A serious problem has arisen for Bank of Scotland with enforcing loans originally advanced by ICC. It seems that some, if not all, property loans from ICC could only be enforced if a seal was placed on the deed of the property, by the bank. But guess what? The rules under which BoSI operates – set out in its Memorandum and Articles of Association – don’t require the bank to have a seal and it seems it doesn’t have one!
This whole mess was recently aired in the High Court in Dublin – judgment here just now published. It relates to Foley’s Bar at 1 Merrior Row Dublin 2 which was security for a loan originally advanced by ICC in 1981. About €4m is now outstanding to BoSI which bought ICC in 2001 from the Irish state. BoSI had a receiver appointed late last year, and the pub was marketed for sale by CB Richard Ellis – brochure here – but the borrowers went to court to claim the appointment was invalid. And after six months, a court judgment means David O’Connor, the receiver, has been “stood down” and the borrowers have recovered possession of their pub.
Because the judge in the case, Judge Gilligan ruled that the term of the original loan between The Merrow Limited/Belohn Limited and ICC relating to foreclosure, required that foreclosure be effected through placing the ICC seal on the deed. BOSI hadn’t done this and the reason? BOSI said its “Memorandum and Articles of Association it is not required to have a seal and therefore it is not possible for the Bank to have executed the Deed of Appointment of the Receiver under seal, as to do so would be in breach of its Memorandum and Articles of Association.”
Now, BOSI seems to have two remedies, it may appeal the High Court decision and/or it may alter its Memorandum and Articles of Association, but for the time being, BOSI is exposed to a wave of legal action from other borrowers to whom it has had receivers appointed and current receiverships may be doubtful, though it should be remembered that this issue has arisen in the context of ICC’s loans only.
The pub owners, ultimately Sean Foley and his wife Sherry Yan who control the two companies, The Merrow Limited and Belohn Limited, have taken back possession, have succeeded in having an interim examiner appointed to the pub and the matter returns to the courts shortly where full examinership will be sought. The judgment in March 2013 was reported in the old media – for example here and here – but its implication for other ICC loans was not examined.
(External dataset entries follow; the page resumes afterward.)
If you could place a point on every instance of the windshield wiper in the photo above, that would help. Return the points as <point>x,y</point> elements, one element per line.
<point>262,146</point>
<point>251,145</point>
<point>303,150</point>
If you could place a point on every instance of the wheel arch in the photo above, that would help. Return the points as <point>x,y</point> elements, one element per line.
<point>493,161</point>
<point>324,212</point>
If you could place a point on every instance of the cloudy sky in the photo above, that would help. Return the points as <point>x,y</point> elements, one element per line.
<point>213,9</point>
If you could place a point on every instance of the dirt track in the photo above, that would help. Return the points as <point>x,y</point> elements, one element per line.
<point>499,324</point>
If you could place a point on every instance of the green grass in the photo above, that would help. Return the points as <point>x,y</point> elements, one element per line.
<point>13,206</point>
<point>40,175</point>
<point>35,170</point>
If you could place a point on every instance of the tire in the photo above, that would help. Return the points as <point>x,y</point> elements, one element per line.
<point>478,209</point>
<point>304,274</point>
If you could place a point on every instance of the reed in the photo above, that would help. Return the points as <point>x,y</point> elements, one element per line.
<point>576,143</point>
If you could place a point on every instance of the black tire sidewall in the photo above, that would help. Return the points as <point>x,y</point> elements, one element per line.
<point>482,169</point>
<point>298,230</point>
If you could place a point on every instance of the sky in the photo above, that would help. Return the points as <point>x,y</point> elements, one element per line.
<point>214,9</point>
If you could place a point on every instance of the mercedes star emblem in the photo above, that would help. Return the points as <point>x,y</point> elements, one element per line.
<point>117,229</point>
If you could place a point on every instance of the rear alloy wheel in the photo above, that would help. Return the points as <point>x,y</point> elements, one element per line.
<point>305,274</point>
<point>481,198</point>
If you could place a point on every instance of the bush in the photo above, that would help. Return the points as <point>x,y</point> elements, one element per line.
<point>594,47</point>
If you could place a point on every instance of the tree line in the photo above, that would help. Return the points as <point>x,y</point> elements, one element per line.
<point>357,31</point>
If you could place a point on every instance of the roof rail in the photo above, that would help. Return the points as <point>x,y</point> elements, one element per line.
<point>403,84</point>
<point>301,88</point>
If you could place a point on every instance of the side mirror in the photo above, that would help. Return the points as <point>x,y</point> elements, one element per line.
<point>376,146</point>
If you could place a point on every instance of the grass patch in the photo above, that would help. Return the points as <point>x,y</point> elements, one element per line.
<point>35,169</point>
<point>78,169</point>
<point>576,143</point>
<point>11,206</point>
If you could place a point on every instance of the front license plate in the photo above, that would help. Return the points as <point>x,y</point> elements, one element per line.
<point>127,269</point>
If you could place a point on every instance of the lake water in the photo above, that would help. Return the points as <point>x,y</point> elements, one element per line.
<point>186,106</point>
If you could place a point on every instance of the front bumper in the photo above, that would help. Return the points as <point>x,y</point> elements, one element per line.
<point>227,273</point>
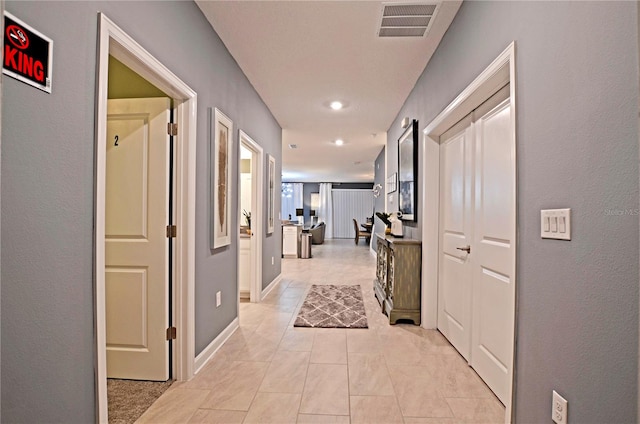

The borrowers were advised by Lansdowne Francs, accountants and debt advisers, based in Dublin and Belfast, and Seamus Sutcliffe from Lansdowne has said that he believes in 2012 alone, 15 companies may have had receivers appointed based on ICC loans and debentures. The judgment in March 2013 is believed to be the first time in the Irish courts that a receivership was successfully overturned, though as we have seen with the original NAMA appointment of receivers to the Grehans, it is not the first time that receivers have been stood down.